Vilhjálmsson Bjarni J, Yang Jian, Finucane Hilary K, Gusev Alexander, Lindström Sara, Ripke Stephan, Genovese Giulio, Loh Po-Ru, Bhatia Gaurav, Do Ron, Hayeck Tristan, Won Hong-Hee, Kathiresan Sekar, Pato Michele, Pato Carlos, Tamimi Rulla, Stahl Eli, Zaitlen Noah, Pasaniuc Bogdan, Belbin Gillian, Kenny Eimear E, Schierup Mikkel H, De Jager Philip, Patsopoulos Nikolaos A, McCarroll Steve, Daly Mark, Purcell Shaun, Chasman Daniel, Neale Benjamin, Goddard Michael, Visscher Peter M, Kraft Peter, Patterson Nick, Price Alkes L
Department of Epidemiology, Harvard T.H. Chan School of Public Health, Boston, MA 02115, USA; Program in Genetic Epidemiology and Statistical Genetics, Harvard T.H. Chan School of Public Health, Boston, MA 02115, USA; Program in Medical and Population Genetics, Broad Institute of Harvard and MIT, Cambridge, MA 02142, USA; Bioinformatics Research Centre, Aarhus University, 8000 Aarhus, Denmark.
Queensland Brain Institute, University of Queensland, Brisbane, 4072 QLD, Australia; Diamantina Institute, Translational Research Institute, University of Queensland, Brisbane, 4101 QLD, Australia.
Am J Hum Genet. 2015 Oct 1;97(4):576-92. doi: 10.1016/j.ajhg.2015.09.001.

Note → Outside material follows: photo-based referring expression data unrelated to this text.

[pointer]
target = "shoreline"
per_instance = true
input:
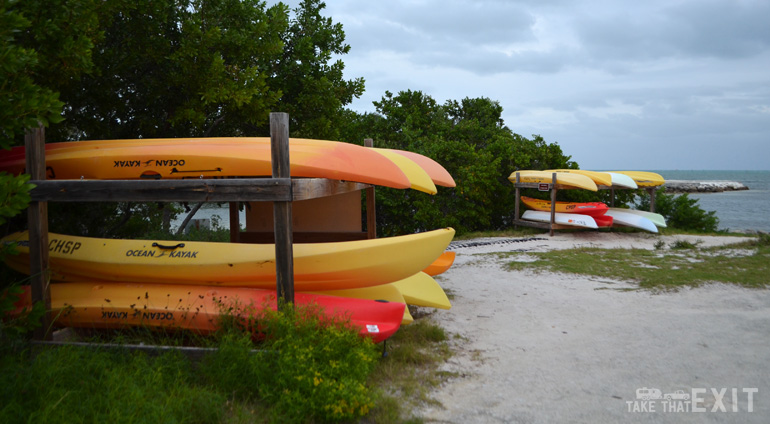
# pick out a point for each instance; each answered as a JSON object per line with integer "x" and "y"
{"x": 692, "y": 186}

Polygenic risk scores have shown great promise in predicting complex disease risk and will become more accurate as training sample sizes increase. The standard approach for calculating risk scores involves linkage disequilibrium (LD)-based marker pruning and applying a p value threshold to association statistics, but this discards information and can reduce predictive accuracy. We introduce LDpred, a method that infers the posterior mean effect size of each marker by using a prior on effect sizes and LD information from an external reference panel. Theory and simulations show that LDpred outperforms the approach of pruning followed by thresholding, particularly at large sample sizes. Accordingly, predicted R(2) increased from 20.1% to 25.3% in a large schizophrenia dataset and from 9.8% to 12.0% in a large multiple sclerosis dataset. A similar relative improvement in accuracy was observed for three additional large disease datasets and for non-European schizophrenia samples. The advantage of LDpred over existing methods will grow as sample sizes increase.
多基因风险评分在预测复杂疾病风险方面已显示出巨大潜力,并且随着训练样本量的增加会变得更加准确。计算风险评分的标准方法涉及基于连锁不平衡(LD)的标记物筛选以及对关联统计量应用p值阈值,但这会丢弃信息并可能降低预测准确性。我们引入了LDpred方法,该方法通过使用效应大小的先验信息和来自外部参考面板的LD信息来推断每个标记物的后验平均效应大小。理论和模拟表明,LDpred优于先进行筛选然后设置阈值的方法,尤其是在大样本量时。因此,在一个大型精神分裂症数据集中,预测的R(2)从20.1%提高到了25.3%,在一个大型多发性硬化症数据集中从9.8%提高到了12.0%。在另外三个大型疾病数据集以及非欧洲精神分裂症样本中也观察到了类似的相对准确性提高。随着样本量的增加,LDpred相对于现有方法的优势将更加明显。